Ao processo foram juntadas provas como fitas de áudio e o depoimento de quatro eleitores. O ministro Joaquim Barbosa negou seguimento aos recursos. No primeiro, entendeu que na parte referente a inelegibilidade, “o recurso está prejudicado por perda superveniente do objeto”, pois já transcorreram mais de três anos desde as eleições de 2004 . Ou seja, o ministro afirmou que a questão da aplicação ou não da sanção de inelegibilidade não pode mais ser apreciada.

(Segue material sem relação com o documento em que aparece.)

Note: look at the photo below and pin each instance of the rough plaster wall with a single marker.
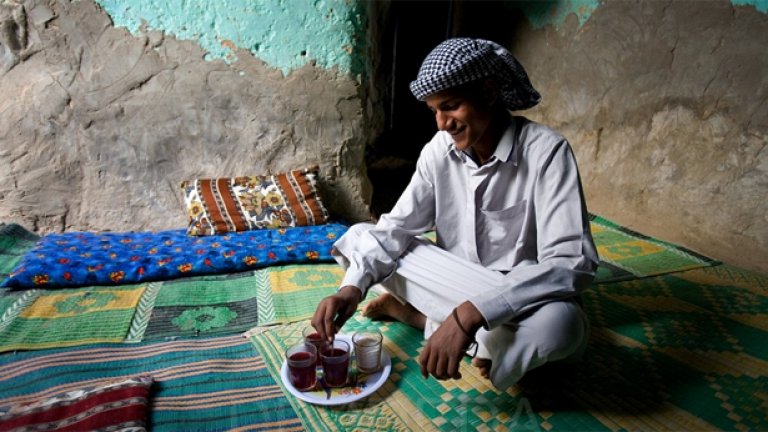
(665, 104)
(98, 126)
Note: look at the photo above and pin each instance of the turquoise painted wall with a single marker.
(760, 5)
(541, 13)
(286, 34)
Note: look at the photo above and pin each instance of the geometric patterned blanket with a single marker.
(683, 351)
(234, 302)
(178, 308)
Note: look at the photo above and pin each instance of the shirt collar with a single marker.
(505, 150)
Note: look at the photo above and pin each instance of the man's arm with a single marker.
(333, 311)
(444, 350)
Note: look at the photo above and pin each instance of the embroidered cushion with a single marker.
(108, 405)
(221, 205)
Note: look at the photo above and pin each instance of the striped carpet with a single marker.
(201, 384)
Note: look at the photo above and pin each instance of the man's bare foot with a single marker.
(387, 306)
(483, 365)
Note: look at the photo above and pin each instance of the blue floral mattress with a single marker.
(75, 259)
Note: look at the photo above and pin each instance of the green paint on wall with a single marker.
(760, 5)
(541, 13)
(286, 34)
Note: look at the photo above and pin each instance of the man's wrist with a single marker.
(470, 316)
(351, 291)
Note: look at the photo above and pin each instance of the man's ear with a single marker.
(491, 91)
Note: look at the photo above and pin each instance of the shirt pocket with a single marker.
(501, 230)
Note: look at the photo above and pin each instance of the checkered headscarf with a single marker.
(462, 60)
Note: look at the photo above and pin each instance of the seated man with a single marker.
(513, 246)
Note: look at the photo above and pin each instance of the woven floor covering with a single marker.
(205, 384)
(682, 351)
(228, 303)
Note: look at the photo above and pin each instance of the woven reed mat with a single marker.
(685, 351)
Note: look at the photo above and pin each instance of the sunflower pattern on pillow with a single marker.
(244, 203)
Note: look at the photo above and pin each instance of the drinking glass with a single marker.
(335, 359)
(367, 344)
(302, 362)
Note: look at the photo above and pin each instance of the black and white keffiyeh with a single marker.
(462, 60)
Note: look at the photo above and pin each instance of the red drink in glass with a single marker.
(335, 359)
(302, 370)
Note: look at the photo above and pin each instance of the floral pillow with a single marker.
(222, 205)
(108, 405)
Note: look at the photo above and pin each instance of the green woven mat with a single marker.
(626, 254)
(685, 351)
(39, 319)
(223, 304)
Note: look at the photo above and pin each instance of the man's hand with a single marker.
(445, 348)
(333, 311)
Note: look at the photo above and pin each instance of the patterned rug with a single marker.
(204, 384)
(234, 302)
(187, 307)
(683, 351)
(626, 254)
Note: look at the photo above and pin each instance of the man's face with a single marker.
(466, 117)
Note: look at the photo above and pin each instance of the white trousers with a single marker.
(434, 281)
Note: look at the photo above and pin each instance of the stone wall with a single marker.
(665, 103)
(101, 119)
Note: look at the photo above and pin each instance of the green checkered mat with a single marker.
(221, 304)
(626, 254)
(684, 351)
(38, 319)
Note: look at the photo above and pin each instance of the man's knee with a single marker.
(560, 329)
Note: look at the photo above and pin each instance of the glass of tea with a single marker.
(313, 337)
(367, 344)
(302, 362)
(334, 357)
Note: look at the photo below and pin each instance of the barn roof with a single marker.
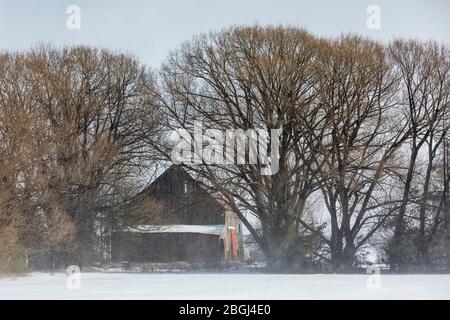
(178, 228)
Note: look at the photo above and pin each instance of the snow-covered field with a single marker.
(225, 286)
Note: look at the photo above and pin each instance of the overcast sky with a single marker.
(150, 29)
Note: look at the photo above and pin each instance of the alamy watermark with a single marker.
(228, 147)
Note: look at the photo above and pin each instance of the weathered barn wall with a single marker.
(166, 247)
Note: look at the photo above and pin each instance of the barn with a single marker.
(193, 225)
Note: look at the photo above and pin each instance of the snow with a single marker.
(210, 286)
(178, 228)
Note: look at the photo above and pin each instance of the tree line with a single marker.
(363, 153)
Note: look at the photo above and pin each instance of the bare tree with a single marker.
(250, 78)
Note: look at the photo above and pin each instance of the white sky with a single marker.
(150, 29)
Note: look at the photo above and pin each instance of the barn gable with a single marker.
(193, 225)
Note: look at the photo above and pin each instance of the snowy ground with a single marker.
(225, 286)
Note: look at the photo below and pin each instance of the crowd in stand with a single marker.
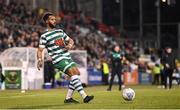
(20, 27)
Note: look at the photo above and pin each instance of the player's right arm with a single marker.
(42, 45)
(39, 57)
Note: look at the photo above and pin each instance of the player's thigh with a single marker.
(72, 68)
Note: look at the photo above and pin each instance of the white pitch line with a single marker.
(19, 96)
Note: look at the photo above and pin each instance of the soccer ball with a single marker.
(128, 94)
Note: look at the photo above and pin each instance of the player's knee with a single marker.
(73, 71)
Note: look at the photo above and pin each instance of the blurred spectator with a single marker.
(156, 70)
(105, 71)
(168, 61)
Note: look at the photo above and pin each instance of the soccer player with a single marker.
(57, 43)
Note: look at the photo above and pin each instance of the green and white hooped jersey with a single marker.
(54, 41)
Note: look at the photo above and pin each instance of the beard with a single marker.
(52, 25)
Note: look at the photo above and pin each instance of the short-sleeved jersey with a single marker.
(54, 41)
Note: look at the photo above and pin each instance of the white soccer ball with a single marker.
(128, 94)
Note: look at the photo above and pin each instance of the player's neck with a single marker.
(50, 28)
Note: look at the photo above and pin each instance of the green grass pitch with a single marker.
(147, 97)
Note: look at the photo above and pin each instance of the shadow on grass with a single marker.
(45, 106)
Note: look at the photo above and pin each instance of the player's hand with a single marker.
(69, 46)
(39, 65)
(167, 65)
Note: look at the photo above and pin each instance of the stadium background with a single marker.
(96, 26)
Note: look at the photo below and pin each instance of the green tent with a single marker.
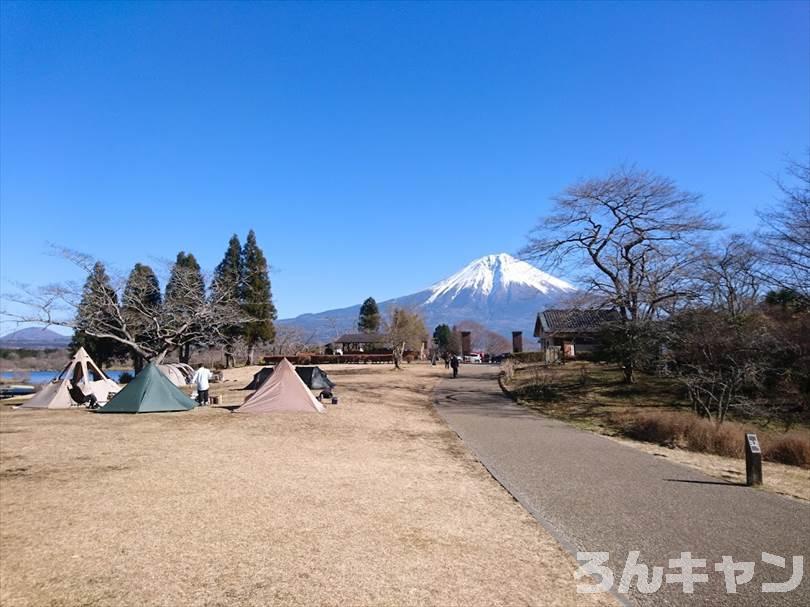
(149, 392)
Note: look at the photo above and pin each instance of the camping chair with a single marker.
(80, 398)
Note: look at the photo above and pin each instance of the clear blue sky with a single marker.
(374, 148)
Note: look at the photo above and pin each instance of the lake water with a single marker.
(43, 377)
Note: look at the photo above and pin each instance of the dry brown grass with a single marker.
(374, 503)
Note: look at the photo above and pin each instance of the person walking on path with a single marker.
(201, 379)
(454, 365)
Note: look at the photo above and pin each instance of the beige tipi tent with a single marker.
(283, 391)
(80, 371)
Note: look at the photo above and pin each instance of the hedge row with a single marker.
(328, 359)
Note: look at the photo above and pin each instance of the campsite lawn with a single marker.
(375, 502)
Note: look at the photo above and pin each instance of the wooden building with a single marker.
(368, 343)
(574, 332)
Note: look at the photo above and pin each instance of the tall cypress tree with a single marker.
(369, 319)
(227, 284)
(141, 301)
(97, 295)
(185, 289)
(257, 300)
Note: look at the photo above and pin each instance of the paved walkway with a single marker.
(595, 494)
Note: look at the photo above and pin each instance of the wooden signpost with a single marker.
(753, 460)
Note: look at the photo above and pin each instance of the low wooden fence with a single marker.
(332, 359)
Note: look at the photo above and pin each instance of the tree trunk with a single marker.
(629, 372)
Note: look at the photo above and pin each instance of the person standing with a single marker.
(454, 365)
(201, 378)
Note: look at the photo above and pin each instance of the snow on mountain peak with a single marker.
(497, 272)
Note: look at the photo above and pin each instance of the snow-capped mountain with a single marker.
(498, 291)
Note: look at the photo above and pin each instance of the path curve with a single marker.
(595, 494)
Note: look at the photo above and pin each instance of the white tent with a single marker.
(81, 371)
(283, 391)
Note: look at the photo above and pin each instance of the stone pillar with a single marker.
(517, 341)
(466, 343)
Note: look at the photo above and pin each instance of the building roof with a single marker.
(573, 321)
(362, 338)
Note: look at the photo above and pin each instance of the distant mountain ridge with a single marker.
(498, 291)
(35, 338)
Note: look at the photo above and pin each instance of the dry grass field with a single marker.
(592, 397)
(375, 502)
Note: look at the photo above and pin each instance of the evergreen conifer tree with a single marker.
(369, 319)
(185, 288)
(141, 305)
(227, 283)
(101, 349)
(257, 300)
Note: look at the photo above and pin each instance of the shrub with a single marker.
(790, 449)
(688, 431)
(528, 357)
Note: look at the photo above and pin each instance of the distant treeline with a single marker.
(29, 359)
(17, 353)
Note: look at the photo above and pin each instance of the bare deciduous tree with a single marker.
(786, 231)
(731, 275)
(148, 330)
(484, 340)
(637, 234)
(406, 331)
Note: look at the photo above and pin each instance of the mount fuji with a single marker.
(498, 291)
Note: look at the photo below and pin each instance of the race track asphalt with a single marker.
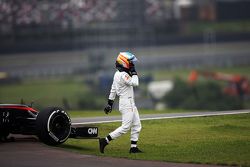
(27, 151)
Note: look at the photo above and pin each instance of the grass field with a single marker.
(223, 140)
(96, 113)
(53, 91)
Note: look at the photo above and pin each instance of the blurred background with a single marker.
(192, 54)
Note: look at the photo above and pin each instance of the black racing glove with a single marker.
(109, 106)
(132, 69)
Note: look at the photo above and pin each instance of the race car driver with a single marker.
(125, 78)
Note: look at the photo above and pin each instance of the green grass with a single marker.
(232, 27)
(207, 140)
(42, 92)
(99, 113)
(183, 73)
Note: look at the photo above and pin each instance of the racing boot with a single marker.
(135, 150)
(102, 144)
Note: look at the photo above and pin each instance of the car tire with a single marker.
(53, 125)
(4, 125)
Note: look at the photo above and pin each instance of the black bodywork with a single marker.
(52, 125)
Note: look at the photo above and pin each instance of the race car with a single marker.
(51, 125)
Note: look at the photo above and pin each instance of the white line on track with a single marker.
(157, 117)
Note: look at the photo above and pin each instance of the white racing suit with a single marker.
(123, 87)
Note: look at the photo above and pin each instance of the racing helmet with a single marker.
(124, 59)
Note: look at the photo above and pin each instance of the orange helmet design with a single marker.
(125, 58)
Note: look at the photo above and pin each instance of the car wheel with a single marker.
(53, 125)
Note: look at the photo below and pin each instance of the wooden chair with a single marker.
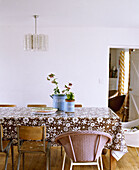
(7, 105)
(83, 147)
(5, 148)
(32, 139)
(36, 105)
(78, 105)
(116, 103)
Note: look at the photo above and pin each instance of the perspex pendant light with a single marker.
(36, 42)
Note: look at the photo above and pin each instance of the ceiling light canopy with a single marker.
(36, 42)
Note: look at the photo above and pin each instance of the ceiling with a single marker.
(73, 13)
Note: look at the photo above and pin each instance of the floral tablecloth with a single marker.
(87, 118)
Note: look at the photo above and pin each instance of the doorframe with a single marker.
(108, 50)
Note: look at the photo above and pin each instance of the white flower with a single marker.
(68, 124)
(118, 135)
(113, 128)
(84, 122)
(92, 124)
(75, 119)
(99, 119)
(116, 124)
(25, 120)
(65, 129)
(108, 121)
(50, 119)
(10, 122)
(75, 129)
(90, 128)
(59, 122)
(34, 122)
(117, 146)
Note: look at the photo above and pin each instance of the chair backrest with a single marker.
(7, 105)
(78, 105)
(36, 105)
(83, 146)
(1, 136)
(116, 103)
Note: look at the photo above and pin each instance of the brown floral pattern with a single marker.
(88, 118)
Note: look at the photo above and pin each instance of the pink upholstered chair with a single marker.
(83, 147)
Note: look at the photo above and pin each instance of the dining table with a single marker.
(84, 118)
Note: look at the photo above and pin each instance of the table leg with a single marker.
(112, 162)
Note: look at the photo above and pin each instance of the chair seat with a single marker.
(5, 143)
(33, 146)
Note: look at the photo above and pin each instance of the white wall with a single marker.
(78, 55)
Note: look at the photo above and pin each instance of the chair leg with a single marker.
(64, 161)
(19, 157)
(23, 160)
(101, 163)
(12, 153)
(137, 151)
(98, 164)
(71, 165)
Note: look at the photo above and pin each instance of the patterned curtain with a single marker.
(121, 73)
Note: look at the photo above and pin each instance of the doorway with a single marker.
(125, 81)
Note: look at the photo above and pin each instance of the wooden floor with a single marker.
(130, 161)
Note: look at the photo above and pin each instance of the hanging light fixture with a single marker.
(36, 42)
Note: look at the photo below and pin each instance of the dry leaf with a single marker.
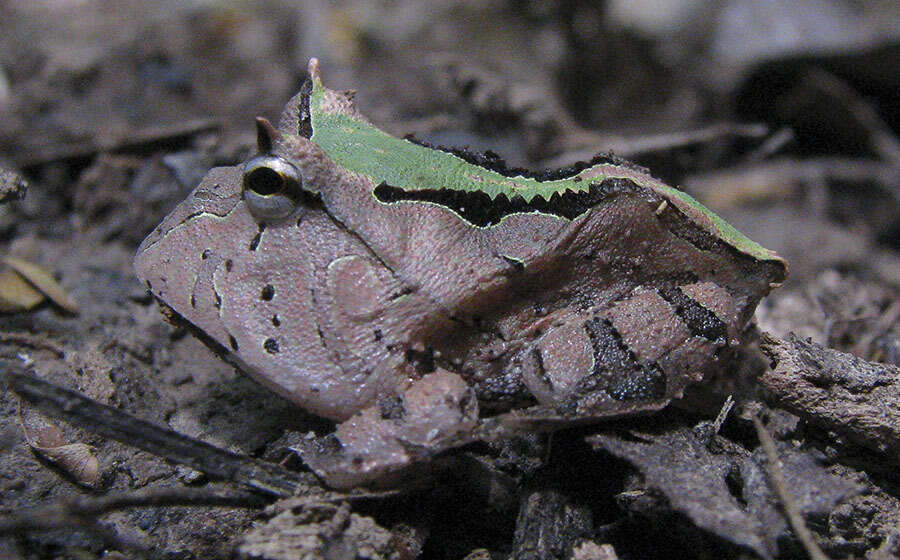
(16, 294)
(46, 439)
(44, 282)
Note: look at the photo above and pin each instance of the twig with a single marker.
(139, 141)
(776, 481)
(81, 511)
(109, 422)
(723, 414)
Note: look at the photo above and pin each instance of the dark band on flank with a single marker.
(700, 321)
(625, 377)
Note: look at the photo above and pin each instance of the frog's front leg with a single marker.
(432, 413)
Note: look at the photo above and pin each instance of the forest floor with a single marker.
(112, 115)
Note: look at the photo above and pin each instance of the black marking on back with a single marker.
(625, 377)
(699, 320)
(492, 161)
(480, 210)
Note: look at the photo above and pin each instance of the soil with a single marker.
(112, 112)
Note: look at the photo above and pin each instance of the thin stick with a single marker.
(112, 423)
(776, 481)
(81, 511)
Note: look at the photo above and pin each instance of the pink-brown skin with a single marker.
(409, 326)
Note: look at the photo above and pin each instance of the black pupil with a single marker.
(264, 181)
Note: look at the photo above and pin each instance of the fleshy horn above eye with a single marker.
(271, 185)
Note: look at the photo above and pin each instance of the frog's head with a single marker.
(274, 182)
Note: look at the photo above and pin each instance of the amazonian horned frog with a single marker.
(408, 293)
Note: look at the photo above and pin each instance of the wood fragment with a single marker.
(106, 421)
(80, 511)
(44, 282)
(17, 295)
(779, 487)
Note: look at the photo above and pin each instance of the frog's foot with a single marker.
(434, 413)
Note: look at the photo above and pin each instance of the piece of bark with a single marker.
(549, 526)
(837, 391)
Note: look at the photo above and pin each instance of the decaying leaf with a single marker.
(550, 526)
(300, 528)
(16, 294)
(837, 391)
(44, 282)
(46, 439)
(728, 493)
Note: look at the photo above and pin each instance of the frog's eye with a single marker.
(271, 185)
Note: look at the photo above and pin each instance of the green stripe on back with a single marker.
(360, 147)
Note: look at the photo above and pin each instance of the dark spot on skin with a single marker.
(268, 292)
(271, 346)
(254, 243)
(616, 369)
(700, 321)
(423, 362)
(391, 407)
(328, 445)
(405, 291)
(479, 209)
(538, 358)
(518, 266)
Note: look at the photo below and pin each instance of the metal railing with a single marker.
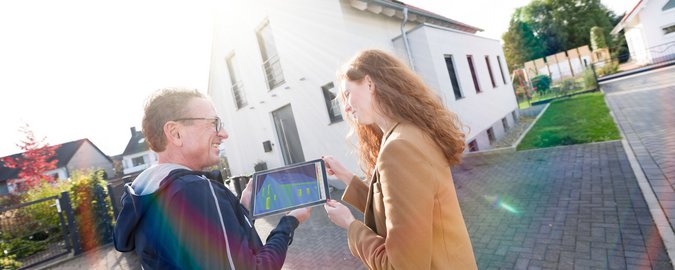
(239, 95)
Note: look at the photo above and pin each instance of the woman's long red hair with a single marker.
(402, 96)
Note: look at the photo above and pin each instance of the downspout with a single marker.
(405, 38)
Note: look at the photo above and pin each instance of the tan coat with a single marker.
(412, 218)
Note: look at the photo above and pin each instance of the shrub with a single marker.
(609, 68)
(542, 83)
(9, 262)
(589, 79)
(92, 208)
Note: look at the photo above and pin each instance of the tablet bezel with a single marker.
(324, 183)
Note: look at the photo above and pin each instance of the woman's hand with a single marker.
(334, 167)
(246, 195)
(339, 213)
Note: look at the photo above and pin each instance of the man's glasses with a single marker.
(216, 121)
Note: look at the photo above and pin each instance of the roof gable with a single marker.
(393, 8)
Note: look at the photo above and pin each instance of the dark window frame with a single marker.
(492, 77)
(474, 76)
(501, 69)
(452, 73)
(332, 104)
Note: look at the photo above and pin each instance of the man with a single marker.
(176, 216)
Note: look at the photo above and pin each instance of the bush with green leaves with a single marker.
(542, 83)
(589, 79)
(9, 262)
(93, 211)
(598, 38)
(609, 68)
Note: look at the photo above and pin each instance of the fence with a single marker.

Em relação às outras alegações, Joaquim Barbosa entendeu que também não cabe recurso porque, para analisar tais argumentos, seria necessário reexaminar as provas, o que é inviável por meio de recurso especial. O ministro ainda destacou que, de acordo com jurisprudência do TSE, “é lícita a prova obtida por meio de gravação de conversas por um dos interlocutores sem o conhecimento do outro”.
Ele acrescenta que tais provas precisam ser corroboradas por outras que no caso, são as declarações dos eleitores corrompidos e os depoimentos de testemunhas.
Com isso, fica mantida decisão do Tribunal Regional Eleitoral (TRE) do Piauí, que cassou o mandato do político e aplicou inelegibilidade por três anos.